Tuesday 25 June 2024

Pakistanistan Day 3, to Khaplu

The day started at 0630 with what must have been religious recitation broadcast at high volume from across the valley. It continues in the background like valley Muzak while we're having breakfast, drowned out slightly by the noisy river close-by and the scintillating conversation among our group. It's still continuing as we leave... the Muzak, not the conversation.

Our guide Tabish, says that this is a Shia Eid celebration, hence the recitation in the multiple villages that we pass. 

The road climbs a little as we leave the villages behind and we stop to take photos at a viewpoint overlooking the river. 
Climbing further away from the river we cross into another valley, this one seems dry (actually called the Sarfaranga Cold Desert), and we wind our way down into the valley floor. Reaching the bottom and we join a long tree lined avenue to the other side. 

Not far from here, we stop again at an Instagram type sign announcing Shigar as the Land of K2. Plenty of selfies from other tourists.

From here, were again following the side of the Indus on tarmac, broken tarmac and sandy patches. The river seems to be more powerful today and the rapids swirl purposefully.

The road becomes more twisty and there's more traffic so we're judging gaps and trying to see around blind bends. There are plenty of locals on bikes too.
I haven't worn much about the villages we've passed through or my favourite, waving. We only see the stretches of villages either side of the roads we're on, but they are the usual mix of shops, garages and schools that are typical in all the places we've ridden. 

And there's the usual mix of mums with kids, groups of children of both sexes, and mens drinking tea or smoking. I haven't waved much so far, but have started again and have received the universal response: a smile and a wave back; from men and children, the women are a little more reserved.

The next stop is the Manthokha Waterfall.  We've ridden here on the Skardu Kargil road. Kargil is across the border in Indian administered Kashmir. Years ago you would have been able to get to Kargil, but now this is one of the most hotly disputed borders in the world and it's only a track at the border, which is a shame. 

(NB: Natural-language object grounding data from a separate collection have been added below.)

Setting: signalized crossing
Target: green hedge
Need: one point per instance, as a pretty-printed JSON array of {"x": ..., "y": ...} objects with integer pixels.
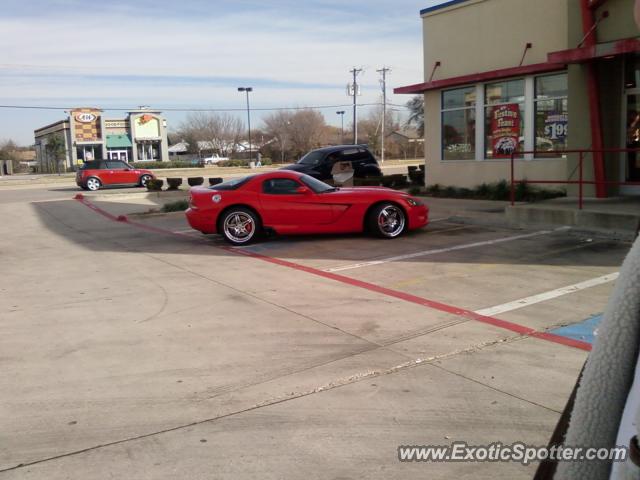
[
  {"x": 170, "y": 164},
  {"x": 496, "y": 191}
]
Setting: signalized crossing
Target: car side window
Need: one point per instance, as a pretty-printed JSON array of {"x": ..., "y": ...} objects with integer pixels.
[
  {"x": 115, "y": 165},
  {"x": 280, "y": 186},
  {"x": 333, "y": 158}
]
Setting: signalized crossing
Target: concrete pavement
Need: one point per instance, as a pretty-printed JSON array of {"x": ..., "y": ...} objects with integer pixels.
[{"x": 132, "y": 353}]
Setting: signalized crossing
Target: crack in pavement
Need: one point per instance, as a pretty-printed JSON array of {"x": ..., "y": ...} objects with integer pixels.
[{"x": 339, "y": 383}]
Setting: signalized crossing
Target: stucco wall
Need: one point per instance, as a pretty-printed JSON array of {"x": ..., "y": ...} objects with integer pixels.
[{"x": 481, "y": 35}]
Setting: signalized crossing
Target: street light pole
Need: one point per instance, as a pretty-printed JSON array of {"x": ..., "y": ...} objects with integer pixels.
[
  {"x": 247, "y": 90},
  {"x": 341, "y": 113}
]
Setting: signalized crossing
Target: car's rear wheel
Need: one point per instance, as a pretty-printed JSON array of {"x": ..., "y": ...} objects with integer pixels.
[
  {"x": 239, "y": 226},
  {"x": 93, "y": 184},
  {"x": 387, "y": 220},
  {"x": 144, "y": 179}
]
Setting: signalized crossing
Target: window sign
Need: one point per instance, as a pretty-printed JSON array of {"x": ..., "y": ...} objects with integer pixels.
[{"x": 505, "y": 129}]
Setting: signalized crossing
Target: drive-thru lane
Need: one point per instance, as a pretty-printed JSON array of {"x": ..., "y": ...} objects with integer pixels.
[{"x": 139, "y": 352}]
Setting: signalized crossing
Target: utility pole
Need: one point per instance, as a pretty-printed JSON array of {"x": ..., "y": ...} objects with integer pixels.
[
  {"x": 383, "y": 71},
  {"x": 354, "y": 87},
  {"x": 341, "y": 113}
]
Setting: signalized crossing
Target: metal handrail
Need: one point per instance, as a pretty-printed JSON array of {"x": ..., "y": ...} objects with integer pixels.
[{"x": 580, "y": 182}]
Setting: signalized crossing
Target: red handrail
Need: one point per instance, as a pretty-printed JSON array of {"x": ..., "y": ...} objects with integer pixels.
[{"x": 548, "y": 154}]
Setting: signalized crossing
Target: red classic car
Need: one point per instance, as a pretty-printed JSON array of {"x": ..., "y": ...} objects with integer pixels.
[
  {"x": 287, "y": 202},
  {"x": 99, "y": 173}
]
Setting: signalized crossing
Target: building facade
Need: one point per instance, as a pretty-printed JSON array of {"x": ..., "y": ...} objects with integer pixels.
[
  {"x": 540, "y": 77},
  {"x": 87, "y": 135}
]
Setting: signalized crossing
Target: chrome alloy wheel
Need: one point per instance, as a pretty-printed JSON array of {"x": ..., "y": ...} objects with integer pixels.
[
  {"x": 391, "y": 221},
  {"x": 239, "y": 227},
  {"x": 93, "y": 184}
]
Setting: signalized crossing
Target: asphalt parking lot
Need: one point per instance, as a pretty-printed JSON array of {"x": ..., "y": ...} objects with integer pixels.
[{"x": 141, "y": 349}]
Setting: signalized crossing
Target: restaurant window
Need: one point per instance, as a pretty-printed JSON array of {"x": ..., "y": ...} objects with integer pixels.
[
  {"x": 459, "y": 124},
  {"x": 504, "y": 118},
  {"x": 551, "y": 112}
]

The waterfall's carpark is chaos, but we squeeze in and walk a short distance to the waterfall itself. The are hundreds of people there enjoying the cooling water, either directly under the waterfall or by dipping their feet in the water. 
Once again we are overwhelmed by people wanting to shake our hands, talk to us to find out where we're from and what we think of Pakistan, and then have a selfie with us. While we are leaving we pull along side cars and one wind down a window and throws out an empty crisp packet. Steve promptly picks it up and returns it to the car saying 'I think you dropped this'. The driver willingly accepted, not wanting to argue with a large English gentleman. Pakistan is a wonderful picturesque country, spoilt by litter, it's shocking to see the piles almost everywhere. If Pakistanis are so proud of their country,  why do they treat it like a toilet?

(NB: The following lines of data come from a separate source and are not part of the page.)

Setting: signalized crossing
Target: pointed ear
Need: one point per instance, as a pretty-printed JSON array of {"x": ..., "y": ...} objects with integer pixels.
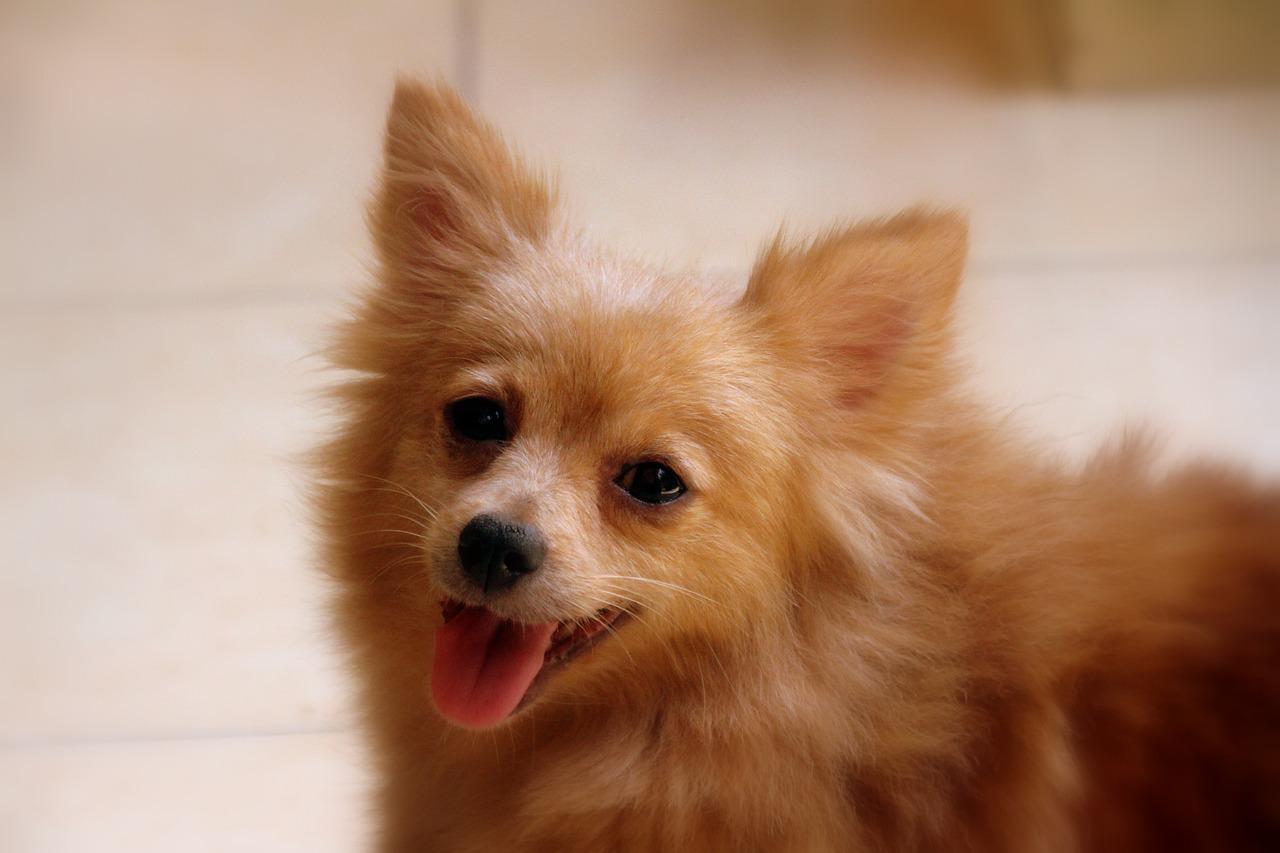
[
  {"x": 452, "y": 196},
  {"x": 867, "y": 309}
]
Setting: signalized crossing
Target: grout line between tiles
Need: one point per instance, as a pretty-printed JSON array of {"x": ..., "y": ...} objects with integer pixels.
[{"x": 59, "y": 742}]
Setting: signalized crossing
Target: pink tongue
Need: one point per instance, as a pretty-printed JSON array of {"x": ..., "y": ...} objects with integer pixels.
[{"x": 484, "y": 666}]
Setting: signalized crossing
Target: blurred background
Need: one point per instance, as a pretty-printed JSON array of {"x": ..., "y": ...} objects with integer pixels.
[{"x": 181, "y": 200}]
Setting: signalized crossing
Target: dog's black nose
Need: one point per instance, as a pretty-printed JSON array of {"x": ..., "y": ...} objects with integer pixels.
[{"x": 494, "y": 553}]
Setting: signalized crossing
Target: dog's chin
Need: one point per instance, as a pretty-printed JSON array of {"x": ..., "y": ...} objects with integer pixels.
[{"x": 488, "y": 669}]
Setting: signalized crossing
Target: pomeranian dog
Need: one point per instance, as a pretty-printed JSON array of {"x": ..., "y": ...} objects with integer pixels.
[{"x": 632, "y": 561}]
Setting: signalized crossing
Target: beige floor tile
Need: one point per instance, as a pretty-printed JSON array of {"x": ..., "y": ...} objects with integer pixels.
[
  {"x": 245, "y": 794},
  {"x": 196, "y": 145},
  {"x": 1191, "y": 352},
  {"x": 693, "y": 128},
  {"x": 158, "y": 570}
]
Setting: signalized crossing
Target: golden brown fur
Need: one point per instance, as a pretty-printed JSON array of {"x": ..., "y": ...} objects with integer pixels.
[{"x": 895, "y": 626}]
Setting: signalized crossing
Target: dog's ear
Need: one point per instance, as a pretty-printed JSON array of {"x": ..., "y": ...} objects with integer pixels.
[
  {"x": 865, "y": 310},
  {"x": 452, "y": 197}
]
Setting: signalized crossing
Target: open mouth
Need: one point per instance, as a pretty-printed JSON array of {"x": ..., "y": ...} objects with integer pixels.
[{"x": 487, "y": 667}]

Lunch at a partly constructed restaurant after which we set off for our destination for the night. 

The road becomes more twisty. Hugo and Gerard lead and eventually our guide Tabish follows, but it takes him ages to catch Hugo as he's setting quite a pace. Eventually we catch him and we enjoy a very long section of road non stop. On one bend a heavily loaded old jeep sways in my direction, pulled by it's roof cargo and I instinctively duck my shoulder to avoid it, even though it was no where near me. 

Two guys on a loaded 125cc do well to stay with us, passing and then being passed, but eventually they can't keep up with our 150cc powerhouses! Later when we stop they come over to talk to us. They've ridden all the way from Islamabad; we flew. At some point Ray has a puncture. We contemplate leaving him behind. 🤣

As we've been riding nonstop for so long, the group stretches out over a greater distance than usual, and the guys at the back are not quite sure they are following the right road. But then they see kids waving and laughing and then they know they are following in the path of Biker Dom, who is the warm up act for the riders behind! 😁

A short ride to compete the day and we pull into the Khaplu Destination hotel. A tiring 5km run (we're now at 2500m) and then dinner in the hotel.... and then dinner!... AND THEN DINNER! Although the menu is extensive, it's more of an aspiration as half the things are not available. By the time we order it's already well past 830pm and the food takes an hour to reach us. By this time Mr Angry has left the building. That was his one meal per day. I hope he has breakfast (he didn't).